Een parachute is net een grote, ronde parasol, maar dan zonder baleinen en met een grotere ronding. De baleinen zijn vervangen door touwen, die op gelijke afstanden aan den rand bevestigd zijn en kegelvormig samenlopen en dan vastzitten aan den gordel van den parachute-springer of parachutist.
Het oppervlak van een gewone parachute bedraagt ongeveer 60 M.2 Voor het gebruik wordt de uit katoen of zijde bestaande parachute zeer precies opgevouwen en op den rug van den springer zó bevestigd, dat zij zijn bewegingen niet belemmert.
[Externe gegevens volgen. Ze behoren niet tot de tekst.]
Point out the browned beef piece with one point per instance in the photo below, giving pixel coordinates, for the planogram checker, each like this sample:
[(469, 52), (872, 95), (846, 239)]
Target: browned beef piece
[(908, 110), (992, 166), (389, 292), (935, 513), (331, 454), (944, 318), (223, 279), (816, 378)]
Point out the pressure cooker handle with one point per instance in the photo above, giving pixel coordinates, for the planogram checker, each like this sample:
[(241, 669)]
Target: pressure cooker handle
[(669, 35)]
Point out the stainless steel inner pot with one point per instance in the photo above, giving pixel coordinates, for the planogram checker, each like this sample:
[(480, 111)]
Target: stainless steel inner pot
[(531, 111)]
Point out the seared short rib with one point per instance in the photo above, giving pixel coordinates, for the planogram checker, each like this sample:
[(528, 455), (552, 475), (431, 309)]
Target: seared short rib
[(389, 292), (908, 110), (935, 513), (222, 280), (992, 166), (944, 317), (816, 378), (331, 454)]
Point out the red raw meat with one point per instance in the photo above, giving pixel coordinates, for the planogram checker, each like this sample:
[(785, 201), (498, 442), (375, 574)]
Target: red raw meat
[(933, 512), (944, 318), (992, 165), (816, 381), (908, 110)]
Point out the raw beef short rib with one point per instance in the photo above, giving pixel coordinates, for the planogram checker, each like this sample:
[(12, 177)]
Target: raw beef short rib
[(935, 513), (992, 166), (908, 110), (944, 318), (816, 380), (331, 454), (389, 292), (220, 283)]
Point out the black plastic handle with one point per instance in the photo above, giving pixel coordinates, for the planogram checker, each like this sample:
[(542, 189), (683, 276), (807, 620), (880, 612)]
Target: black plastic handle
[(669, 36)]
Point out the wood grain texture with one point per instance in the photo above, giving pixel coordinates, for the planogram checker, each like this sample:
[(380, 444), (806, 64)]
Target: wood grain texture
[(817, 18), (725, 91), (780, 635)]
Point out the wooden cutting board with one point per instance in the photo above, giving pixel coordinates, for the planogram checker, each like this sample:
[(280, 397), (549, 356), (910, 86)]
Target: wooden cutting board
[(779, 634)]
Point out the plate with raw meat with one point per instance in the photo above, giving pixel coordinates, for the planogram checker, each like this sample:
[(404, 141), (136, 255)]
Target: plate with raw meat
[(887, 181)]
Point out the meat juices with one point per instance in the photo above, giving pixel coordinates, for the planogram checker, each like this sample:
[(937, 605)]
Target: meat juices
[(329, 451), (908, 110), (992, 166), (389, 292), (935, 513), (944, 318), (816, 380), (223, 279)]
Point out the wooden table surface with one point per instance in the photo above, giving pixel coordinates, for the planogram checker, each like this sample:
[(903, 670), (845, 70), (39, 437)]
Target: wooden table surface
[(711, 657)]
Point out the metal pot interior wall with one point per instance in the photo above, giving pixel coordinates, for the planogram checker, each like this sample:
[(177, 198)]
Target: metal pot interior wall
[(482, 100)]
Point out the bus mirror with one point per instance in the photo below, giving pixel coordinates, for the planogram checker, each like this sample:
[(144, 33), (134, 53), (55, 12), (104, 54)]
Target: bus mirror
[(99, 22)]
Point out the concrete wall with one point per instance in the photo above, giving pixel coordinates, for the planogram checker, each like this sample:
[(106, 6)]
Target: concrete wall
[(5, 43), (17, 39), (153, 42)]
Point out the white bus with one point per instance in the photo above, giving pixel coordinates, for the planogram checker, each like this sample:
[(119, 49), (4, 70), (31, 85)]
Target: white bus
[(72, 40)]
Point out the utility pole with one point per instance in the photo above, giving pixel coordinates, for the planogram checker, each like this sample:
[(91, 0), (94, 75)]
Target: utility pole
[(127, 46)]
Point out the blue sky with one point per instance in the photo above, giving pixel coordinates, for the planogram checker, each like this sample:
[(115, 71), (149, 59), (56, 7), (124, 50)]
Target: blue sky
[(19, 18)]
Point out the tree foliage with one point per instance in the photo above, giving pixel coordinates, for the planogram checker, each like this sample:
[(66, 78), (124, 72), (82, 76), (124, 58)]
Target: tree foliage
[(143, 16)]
Wanneer de parachutist den sprong heeft gewaagd, behoeft hij slechts aan een touw te trekken en de parachute opent zich.Boven in een parachute is vaak een opening, waarvan de grootte door den parachutist geregeld kan worden en waarmee hij dus zijn valsnelheid kan regelen.
In normale gevallen is de parachute een instrument, dat alken in uitersten nood gebruikt wordt. Doch in Amerika en Rusland schijnt men het parachute-springen als een soort sport te beschouwen — in het laatste land heeft men zelfs parachutespringtorens.
Den Russen is het reeds gelukt, en andere legers volgen, grote aantallen militairen uit vliegmachines per parachute achter „vijandelijke” linies te doen landen, zodat de betekenis van dit oorspronkelijk nood-'hulpmiddel zich snel wijzigt.